Re: Solr is not extracting the CDATA part of xml

2012-04-13 Thread Lance Norskog
This all comes from a database? Here is what you want.

The DataImportHandler includes a toolkit for doing full and
incremental loading from databases.

Read this first:
http://www.lucidimagination.com/search/link?url=http://wiki.apache.org/solr/DIHQuickStart

Then these:
http://www.lucidimagination.com/search/link?url=http://wiki.apache.org/solr/DataImportHandlerFaq
http://lucidworks.lucidimagination.com/display/solr/Uploading+Structured+Data+Store+Data+with+the+Data+Import+Handler

After you try the procedure in QuickStart and read the other two, if
you still have questions please ask.

Cheers!

On Fri, Apr 13, 2012 at 12:34 PM, srini  wrote:
> Thanks Again for quick reply. Little curious about the procedure you
> suggested. I thought of using same procedure as you suggested. Like writing
> a java program to fetch xml record from db and parse the content hand it to
> Solr for indexing.
>
> but what if my database content get changed? should I re run my java program
> to fetch xml and add to solr for re indexing?
>
> the content of xml format does not match to solr example xml formats.

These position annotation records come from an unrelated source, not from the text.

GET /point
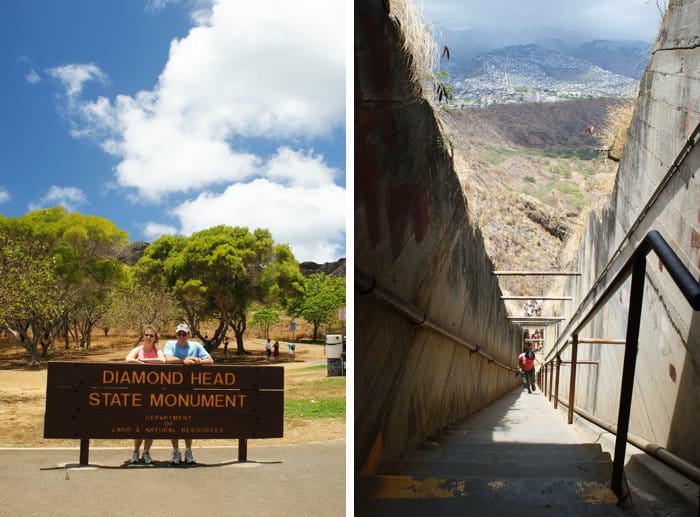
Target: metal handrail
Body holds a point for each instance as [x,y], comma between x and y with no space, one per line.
[636,266]
[636,225]
[366,284]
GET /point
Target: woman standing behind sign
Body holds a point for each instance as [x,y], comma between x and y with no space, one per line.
[146,353]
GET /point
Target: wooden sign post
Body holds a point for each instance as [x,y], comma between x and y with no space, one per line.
[108,400]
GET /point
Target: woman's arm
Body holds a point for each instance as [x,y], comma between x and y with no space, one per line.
[131,357]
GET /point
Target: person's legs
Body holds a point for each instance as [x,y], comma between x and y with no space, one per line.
[135,454]
[189,457]
[147,451]
[175,460]
[530,380]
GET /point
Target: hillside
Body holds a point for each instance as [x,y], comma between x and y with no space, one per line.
[533,73]
[531,173]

Any
> suggestions here?
>
> when I import xml records from oracle and add it to solr and search for a
> word, solr is displaying whole xml doc which has that word. what is wrong
> with this procedure( I do see my search word in the content of xml, only bad
> part is it is displaying whole doc instead CDATA part of it). Please suggest
> if there is better of doing this task other than SolrJ
>
> Thanks in Advance
> Srini
>
>
>
>
>
> --
> View this message in context: 
> http://lucene.472066.n3.nabble.com/Solr-is-not-extracting-the-CDATA-part-of-xml-tp3908317p3908825.html
> Sent from the Solr - User mailing list archive at Nabble.com.



-- 
Lance Norskog
goks...@gmail.com


Re: Solr is not extracting the CDATA part of xml

2012-04-13 Thread srini
Thanks Again for quick reply. Little curious about the procedure you
suggested. I thought of using same procedure as you suggested. Like writing
a java program to fetch xml record from db and parse the content hand it to
Solr for indexing.

but what if my database content get changed? should I re run my java program
to fetch xml and add to solr for re indexing?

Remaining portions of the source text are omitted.